Helping youth appreciate nature.

The Canyon Environments Education Program at Gateway Ranch introduces Redlands' young people to nature.

Years ago, sociologists identified nature deprivation syndrome as a real condition, with children and adults suffering from lack of the calming connection they can get from the natural world. Cell phones, computers, commuting, tight schedules all interfered with people breathing fresh air, hearing silence, walking along a creek and witnessing firsthand the cycle of life.

Redlands Conservancy has the antidote for this lack of nature connection: Redlands Gateway Ranch in Live Oak Canyon.  

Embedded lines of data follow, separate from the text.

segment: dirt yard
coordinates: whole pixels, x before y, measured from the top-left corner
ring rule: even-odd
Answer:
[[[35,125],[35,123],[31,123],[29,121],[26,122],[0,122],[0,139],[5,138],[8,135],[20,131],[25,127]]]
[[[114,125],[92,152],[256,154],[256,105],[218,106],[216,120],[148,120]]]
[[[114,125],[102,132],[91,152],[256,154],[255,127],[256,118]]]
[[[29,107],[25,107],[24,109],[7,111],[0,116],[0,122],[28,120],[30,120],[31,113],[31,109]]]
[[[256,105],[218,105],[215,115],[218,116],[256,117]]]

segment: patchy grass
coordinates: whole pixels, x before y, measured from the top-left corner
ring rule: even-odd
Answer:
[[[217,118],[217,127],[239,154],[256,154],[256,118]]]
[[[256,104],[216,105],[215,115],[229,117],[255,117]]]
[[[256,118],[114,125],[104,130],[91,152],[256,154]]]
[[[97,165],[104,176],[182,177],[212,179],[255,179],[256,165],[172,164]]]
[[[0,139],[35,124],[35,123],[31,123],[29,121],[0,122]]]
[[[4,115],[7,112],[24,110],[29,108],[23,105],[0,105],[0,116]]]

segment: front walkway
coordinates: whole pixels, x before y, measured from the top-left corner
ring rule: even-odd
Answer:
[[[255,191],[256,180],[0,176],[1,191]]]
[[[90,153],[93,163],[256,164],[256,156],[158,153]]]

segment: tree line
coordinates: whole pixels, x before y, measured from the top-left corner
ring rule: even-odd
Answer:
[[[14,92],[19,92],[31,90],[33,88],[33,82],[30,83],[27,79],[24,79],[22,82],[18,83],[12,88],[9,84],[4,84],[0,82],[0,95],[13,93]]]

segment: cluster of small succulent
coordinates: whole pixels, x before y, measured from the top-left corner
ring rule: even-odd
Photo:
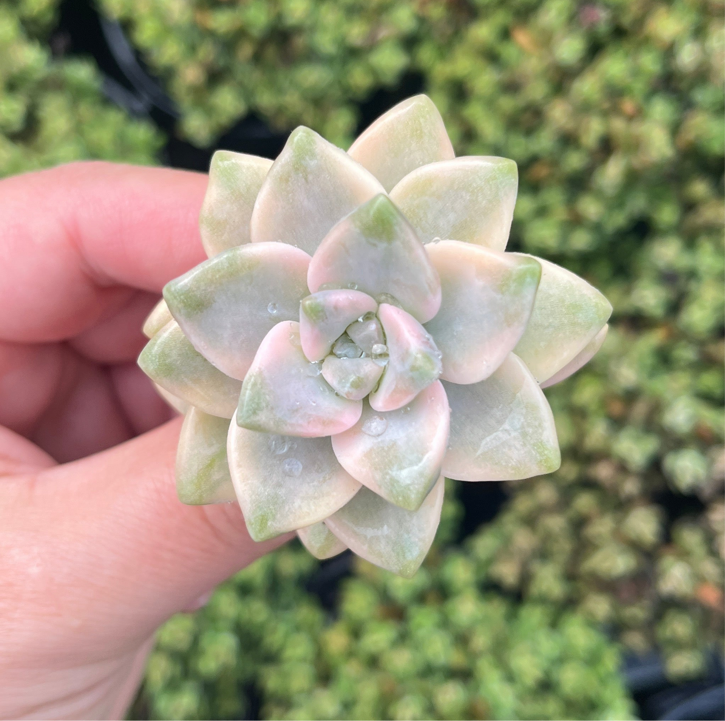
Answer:
[[[455,26],[455,4],[397,0],[102,0],[206,145],[247,111],[281,129],[313,128],[345,147],[356,101],[394,85],[422,35]]]
[[[458,147],[518,163],[514,241],[615,317],[599,362],[547,392],[561,470],[513,489],[479,551],[492,580],[692,675],[725,631],[725,6],[485,7],[427,46],[431,96]]]
[[[152,162],[161,136],[107,101],[88,61],[44,42],[57,0],[0,0],[0,176],[85,159]]]
[[[547,532],[531,524],[542,512],[539,487],[513,489],[491,533],[503,537],[520,527],[530,535],[505,585],[529,593],[538,569],[554,574],[555,566],[558,602],[580,603],[596,582],[597,603],[586,604],[598,608],[594,617],[617,622],[634,650],[663,646],[674,677],[695,673],[725,620],[723,3],[397,5],[420,11],[400,67],[423,75],[457,149],[518,164],[513,244],[582,272],[616,310],[601,363],[548,394],[566,462],[542,487],[553,489],[552,519],[572,545],[555,563]],[[166,6],[146,6],[133,18],[115,7],[157,69],[174,75],[181,99],[175,68],[191,62],[190,51],[178,46],[165,64],[146,41],[160,42]],[[222,31],[236,22],[231,11],[222,3],[204,8],[226,19],[204,25],[180,17],[167,42],[188,38],[190,48],[203,38],[231,58],[236,30]],[[341,36],[357,15],[350,17],[336,26]],[[310,22],[304,32],[312,35],[327,27],[316,16]],[[279,70],[283,54],[265,57]],[[350,57],[352,65],[332,63],[331,71],[357,77],[366,61]],[[223,70],[215,72],[222,83]],[[336,82],[334,95],[342,87]],[[336,107],[349,109],[354,94],[335,95]],[[250,86],[245,103],[271,117],[257,96]],[[208,98],[202,90],[196,98],[208,117]],[[324,103],[294,107],[314,128],[351,134],[354,123],[336,126]],[[573,501],[592,498],[575,521]],[[585,529],[589,540],[579,543]],[[502,568],[512,553],[502,545]],[[646,602],[622,603],[630,598]]]
[[[634,721],[617,647],[581,614],[482,590],[477,561],[436,543],[413,579],[360,561],[331,621],[303,590],[318,562],[260,559],[160,632],[128,721]],[[483,582],[486,582],[485,580]]]

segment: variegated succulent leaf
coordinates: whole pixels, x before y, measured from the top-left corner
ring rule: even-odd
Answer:
[[[506,252],[516,165],[455,157],[419,95],[346,153],[301,127],[273,162],[218,151],[209,260],[170,281],[139,365],[185,414],[177,489],[236,499],[252,538],[296,531],[394,573],[422,563],[444,479],[560,457],[542,388],[604,342],[581,278]]]

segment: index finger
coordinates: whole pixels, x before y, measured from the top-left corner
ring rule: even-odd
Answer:
[[[207,176],[78,162],[0,181],[0,339],[72,337],[203,260]]]

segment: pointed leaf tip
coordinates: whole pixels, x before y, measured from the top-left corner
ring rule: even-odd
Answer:
[[[365,487],[325,521],[353,553],[381,568],[410,578],[431,548],[441,519],[441,477],[417,511],[388,503]]]
[[[251,240],[252,210],[271,165],[268,158],[230,150],[212,156],[199,216],[202,243],[210,258]]]
[[[554,417],[526,365],[510,353],[480,383],[444,383],[451,408],[443,473],[460,481],[518,480],[561,462]]]
[[[441,309],[426,324],[443,354],[441,377],[477,383],[499,367],[524,332],[541,265],[455,240],[426,250],[441,279]]]
[[[388,191],[417,168],[455,157],[441,114],[426,95],[408,98],[381,115],[347,152]]]
[[[283,243],[231,248],[171,281],[164,297],[194,347],[244,380],[262,339],[299,317],[310,256]]]
[[[320,561],[331,559],[347,549],[347,546],[325,525],[323,521],[307,528],[298,528],[297,536],[302,545]]]
[[[229,427],[229,469],[249,535],[266,540],[326,519],[360,484],[337,462],[329,438]]]
[[[336,223],[384,189],[344,151],[297,128],[260,189],[252,241],[281,241],[312,255]]]
[[[536,260],[542,266],[541,281],[526,329],[513,350],[534,377],[544,382],[602,330],[612,305],[583,278],[548,260]]]
[[[441,353],[431,334],[405,310],[381,303],[378,317],[389,357],[370,405],[375,411],[395,411],[440,377]]]
[[[226,442],[229,421],[193,406],[181,426],[176,450],[176,493],[182,503],[202,506],[236,500]]]
[[[322,364],[302,353],[299,324],[280,323],[265,337],[241,387],[239,425],[283,435],[318,437],[354,426],[362,410],[341,397],[322,376]]]
[[[394,297],[420,322],[440,305],[440,282],[425,248],[384,195],[357,208],[326,236],[307,273],[312,292],[355,287],[376,300]]]
[[[415,511],[441,474],[449,417],[445,391],[436,381],[397,411],[379,413],[365,403],[357,423],[333,436],[332,448],[353,478]]]
[[[378,304],[359,290],[321,290],[299,303],[299,337],[310,360],[321,360],[354,321],[375,313]]]
[[[146,343],[138,366],[175,399],[213,416],[229,419],[234,415],[241,382],[225,376],[197,353],[175,321]]]
[[[441,238],[503,250],[518,187],[513,160],[467,156],[413,170],[390,198],[424,243]]]

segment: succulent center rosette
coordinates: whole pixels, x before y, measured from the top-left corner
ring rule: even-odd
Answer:
[[[218,152],[210,258],[164,289],[139,358],[186,413],[179,498],[410,576],[445,477],[555,470],[542,387],[592,358],[611,306],[505,252],[517,185],[511,160],[455,157],[425,96],[347,153],[307,128],[273,163]]]

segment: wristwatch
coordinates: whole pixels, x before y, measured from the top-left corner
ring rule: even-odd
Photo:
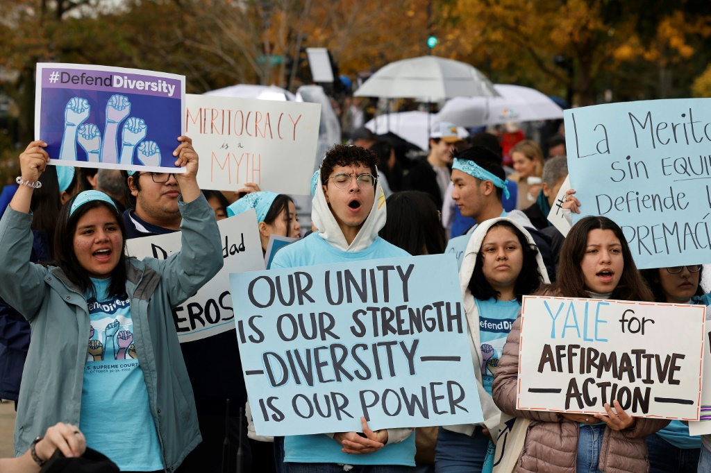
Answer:
[[[36,445],[37,442],[41,440],[44,437],[38,437],[37,438],[36,438],[34,440],[32,441],[32,445],[30,445],[30,455],[32,455],[32,460],[33,460],[35,461],[35,463],[36,463],[41,467],[44,465],[45,462],[46,460],[43,460],[37,456],[37,452],[35,452],[35,445]]]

More and more Redlands residents and visitors are discovering the ranch. Situated at the nexus between rural trails in Redlands and 10,000 acres of undeveloped conserved open space in Riverside County, the 12-acre ranch leased by Redlands Conservancy is already a literal gateway for trail users to access approximately 20 miles of trails.

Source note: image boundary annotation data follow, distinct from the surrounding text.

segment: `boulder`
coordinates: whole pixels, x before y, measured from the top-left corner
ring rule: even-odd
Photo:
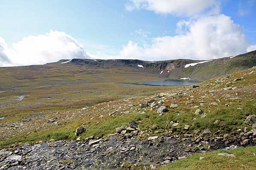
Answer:
[[[209,129],[206,129],[202,133],[202,135],[207,135],[207,134],[211,133],[212,132]]]
[[[172,108],[177,108],[178,107],[178,104],[173,104],[172,103],[171,104],[171,106],[170,106],[170,108],[172,109]]]
[[[158,138],[158,136],[150,136],[150,137],[148,137],[148,140],[149,141],[153,141],[154,139],[157,139]]]
[[[127,131],[127,132],[128,133],[131,132],[135,130],[136,130],[136,129],[131,127],[128,127],[126,128],[126,131]]]
[[[126,129],[125,126],[122,126],[121,127],[116,128],[116,131],[119,133],[120,133],[122,131],[125,130]]]
[[[244,123],[252,126],[253,124],[256,123],[256,115],[250,114],[247,117],[244,121]]]
[[[199,115],[203,114],[203,111],[201,109],[198,109],[195,112],[195,114]]]
[[[130,121],[128,123],[128,125],[131,127],[132,128],[134,128],[136,129],[138,128],[137,125],[138,124],[135,122],[135,121]]]
[[[157,114],[160,114],[166,112],[168,111],[168,109],[166,107],[161,106],[157,109]]]
[[[76,136],[79,136],[81,133],[84,132],[85,131],[85,128],[84,128],[84,126],[81,126],[76,129]]]
[[[148,107],[147,103],[140,103],[139,105],[140,108],[146,108]]]
[[[55,121],[53,119],[49,119],[48,120],[48,121],[47,122],[48,123],[53,123],[54,122],[55,122]]]
[[[156,102],[154,102],[150,105],[151,108],[154,108],[157,105],[157,103]]]

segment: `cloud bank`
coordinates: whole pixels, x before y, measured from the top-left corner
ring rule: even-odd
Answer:
[[[130,0],[125,6],[128,11],[145,9],[157,14],[192,16],[208,10],[218,13],[219,3],[216,0]]]
[[[211,59],[237,55],[253,48],[248,48],[252,45],[242,28],[224,14],[181,20],[177,27],[177,35],[154,38],[148,47],[129,41],[120,56],[150,60]]]
[[[0,37],[0,66],[44,64],[61,59],[89,58],[83,45],[64,32],[30,35],[8,48]]]

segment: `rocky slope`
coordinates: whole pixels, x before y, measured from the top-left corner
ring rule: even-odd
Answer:
[[[255,145],[256,77],[254,67],[198,86],[1,122],[0,169],[157,169],[194,153]],[[18,143],[26,141],[17,139],[20,130],[28,142],[35,128],[59,133]]]

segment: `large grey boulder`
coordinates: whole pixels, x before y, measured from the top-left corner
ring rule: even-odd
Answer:
[[[76,129],[76,135],[79,136],[81,133],[85,131],[85,128],[84,128],[84,126],[81,126]]]
[[[157,109],[157,114],[162,114],[163,113],[168,112],[169,110],[165,106],[161,106]]]
[[[177,108],[177,107],[178,107],[178,104],[173,104],[173,103],[172,103],[171,104],[171,106],[170,106],[170,108]]]
[[[256,123],[256,115],[253,114],[249,115],[244,121],[244,123],[250,126],[252,125],[254,123]]]
[[[201,109],[198,109],[195,112],[195,114],[199,115],[203,114],[203,111]]]
[[[137,123],[135,121],[130,121],[128,123],[128,125],[131,127],[132,128],[134,128],[136,129],[138,128],[138,125],[137,125]]]

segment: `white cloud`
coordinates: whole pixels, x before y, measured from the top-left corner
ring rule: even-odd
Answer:
[[[251,45],[242,28],[224,14],[183,20],[177,24],[177,30],[176,36],[153,39],[150,47],[130,41],[120,52],[120,58],[211,59],[246,52]]]
[[[6,54],[7,45],[3,39],[0,37],[0,66],[10,65],[11,61]]]
[[[255,0],[240,0],[238,6],[238,14],[243,16],[249,14],[256,2]]]
[[[13,43],[12,48],[7,48],[6,45],[5,49],[4,54],[9,57],[12,65],[44,64],[61,59],[90,58],[83,46],[74,38],[64,32],[52,30],[44,34],[30,35]],[[1,65],[9,66],[4,63]]]
[[[192,16],[205,12],[219,12],[217,0],[130,0],[125,6],[128,11],[145,9],[157,14],[177,16]]]
[[[255,50],[256,50],[256,45],[251,45],[248,47],[246,49],[247,52],[250,52]]]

It is becoming much more than a staging site for hikers, cyclists and equestrians, however.  Under the conservancy’s management, it is also becoming an outdoor education and activity center and a native plant demonstration garden.  

To realize the ranch’s potential, the conservancy is launching Stage 2 of the fund-raising Drive to the Finish with the goal to raise the final $98,068 needed of the original $225,000 project goal.  

“The original goal included funding to restore the old ranch house for a caretaker’s residence, and to bring all electrical and plumbing throughout the campus up to city code,” said Sherli Leonard, Redlands Conservancy executive director. “We accomplished that, and now we need to finish the barn for outdoor education activities, the backyard patio for public gatherings and the irrigation system for the Gateway Garden.”

According to the conservancy, Gateway Ranch is and will be a haven for anyone who needs a dose of nature.  For cyclists, hikers and equestrians, the ranch gives access to 20 miles of single-track trails and historic jeep roads for safe trekking, free from danger of mixing with motorized vehicles. For birders, trail access will take them closer to an unfettered display of avian fauna and a finished barn will provide them a schedule of nature workshops with experts who know every bird song. For gardeners, the ranch’s native plant nursery gives a place to dig in the dirt and work with experts who teach how to use native plants for landscaping. For children, the ranch offers workshops and experiences with the natural world.

“Making all this happen depends on a successful Stage 2 campaign,” said Leonard. “We need to build that fourth wall of the barn, build the watering hole, and irrigate the Gateway Garden.”

“No donation is too small – or too large!” said Kathy Behrens, conservancy membership chairwoman. “We need 4,950 donations of $20 each, or 990 donations of $100 each or just one donation of $98,068. Everyone can help — at any level. It simply costs money to create a center that everyone can use for free any time they want. That’s why we’ve launched this campaign.”